Spectacle conçu et interprété par Min Tanaka

 

 Il y avait comme une gageure, au théâtre des Bouffes du Nord, ce samedi après-midi 22 septembre : garder les yeux grands ouverts face à un spectacle axé sur le minimum de visibilité. Pour les spectateurs avertis, cela devenait le gage d'une expérience fructueuse ; pour les autres la crainte d'une plongée dans un sommeil sceptique.

 

 C'est une bougie, tenue d'une main par un corps qui trace son parcours dans l'espace. Il faut beaucoup d'acuité visuelle pour suivre ce parcours.
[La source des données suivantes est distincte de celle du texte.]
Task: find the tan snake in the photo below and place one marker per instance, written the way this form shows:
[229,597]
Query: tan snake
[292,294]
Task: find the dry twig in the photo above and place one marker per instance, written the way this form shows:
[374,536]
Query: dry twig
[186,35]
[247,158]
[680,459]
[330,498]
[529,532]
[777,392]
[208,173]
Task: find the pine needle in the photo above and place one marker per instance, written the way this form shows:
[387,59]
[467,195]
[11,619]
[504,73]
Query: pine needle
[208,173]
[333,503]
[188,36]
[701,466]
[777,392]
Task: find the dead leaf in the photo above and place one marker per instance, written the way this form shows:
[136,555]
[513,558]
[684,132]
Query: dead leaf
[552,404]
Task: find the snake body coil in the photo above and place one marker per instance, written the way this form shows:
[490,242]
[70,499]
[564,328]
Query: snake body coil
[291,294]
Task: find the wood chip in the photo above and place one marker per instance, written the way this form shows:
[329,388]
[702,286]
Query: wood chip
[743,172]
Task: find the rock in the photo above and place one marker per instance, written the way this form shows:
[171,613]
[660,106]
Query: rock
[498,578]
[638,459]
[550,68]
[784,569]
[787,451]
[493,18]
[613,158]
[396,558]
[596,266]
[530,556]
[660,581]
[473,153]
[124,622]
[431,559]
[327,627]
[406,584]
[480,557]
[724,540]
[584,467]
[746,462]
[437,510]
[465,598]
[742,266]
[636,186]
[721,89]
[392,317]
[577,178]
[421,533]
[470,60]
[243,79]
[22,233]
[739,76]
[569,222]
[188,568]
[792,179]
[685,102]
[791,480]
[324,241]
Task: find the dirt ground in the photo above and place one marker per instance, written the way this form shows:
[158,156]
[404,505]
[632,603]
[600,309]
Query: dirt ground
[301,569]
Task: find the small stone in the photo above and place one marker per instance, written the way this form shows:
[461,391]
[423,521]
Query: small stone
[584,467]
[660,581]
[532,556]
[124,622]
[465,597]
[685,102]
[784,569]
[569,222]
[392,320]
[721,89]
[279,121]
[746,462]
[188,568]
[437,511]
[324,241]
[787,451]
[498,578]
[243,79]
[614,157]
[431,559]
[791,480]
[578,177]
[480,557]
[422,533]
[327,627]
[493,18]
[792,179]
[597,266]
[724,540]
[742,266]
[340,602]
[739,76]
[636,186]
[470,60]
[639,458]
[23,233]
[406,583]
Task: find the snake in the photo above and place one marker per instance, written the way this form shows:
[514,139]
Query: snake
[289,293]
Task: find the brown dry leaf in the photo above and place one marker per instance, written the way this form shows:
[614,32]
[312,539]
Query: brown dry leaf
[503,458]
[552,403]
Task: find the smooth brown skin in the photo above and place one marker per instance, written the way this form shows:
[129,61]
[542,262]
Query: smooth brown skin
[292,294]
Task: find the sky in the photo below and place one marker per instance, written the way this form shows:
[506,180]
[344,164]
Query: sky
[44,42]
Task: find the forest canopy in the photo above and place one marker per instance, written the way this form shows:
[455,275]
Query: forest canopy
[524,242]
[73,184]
Corps du danseur de butô, Min Tanaka, dont on finit peu à peu par distinguer son habillement : manteau digne d'un inspecteur Columbo, assorti d'un chapeau. Il avance lentement sur scène, alors que dès le début, une voix, vieille, en anglais, présente un morceau qu'il va jouer. On croit distinguer un titre ; une musique lancinante s'ensuit, mélancolique, apparemment jouée au violoncelle.

 

 La même séquence sonore revient au fil du spectacle, comme une incantation. Cela n'empêchera nullement "Locus Focus" d'être une oeuvre profondément axée sur le silence. Le butô, ici, dont Min Tanaka, est l'un des plus grands représentants, réclame de la patience, sur fond d'écoulement lent. La prestation de Min Tanaka prend des allures de rituel, renforcée par ces étranges effigies disséminées dans la salle, autour desquelles il tourne longtemps avant d'aller poser sa bougie à terre.

 

 Rituel de conjuration ou de préservation ? Les deux vont sans doute ensemble. En tout cas, cette façon de cheminer, bougie à la main, rappelle beaucoup la dernière pièce de la troupe de Dairakudakan, "L'homme de cendre", où face au sentiment dominant du tragique, il convenait d'opérer des rites spécifiques.

 

 Plus radicale, plus intimiste, la pièce de Min Tanaka imprime un tracé net. Le seul corps de Tanaka, âgé de soixante sept ans, dans son allure de clochard céleste, n'est pas sans prendre une résonance beckettienne. La présence vestimentaire renvoie aux figures de l'écrivain irlandais, comme cette illustration sonore peut rappeler l'usage que faisait Maguy Marin de la citation musicale dans "May B", en hommage à Beckett. Mais l'originalité du butô est telle, la capacité d'improvisation du danseur japonais si inventive, que ce qui domine dans "Locus Focus", c'est la force plastique de l'instant.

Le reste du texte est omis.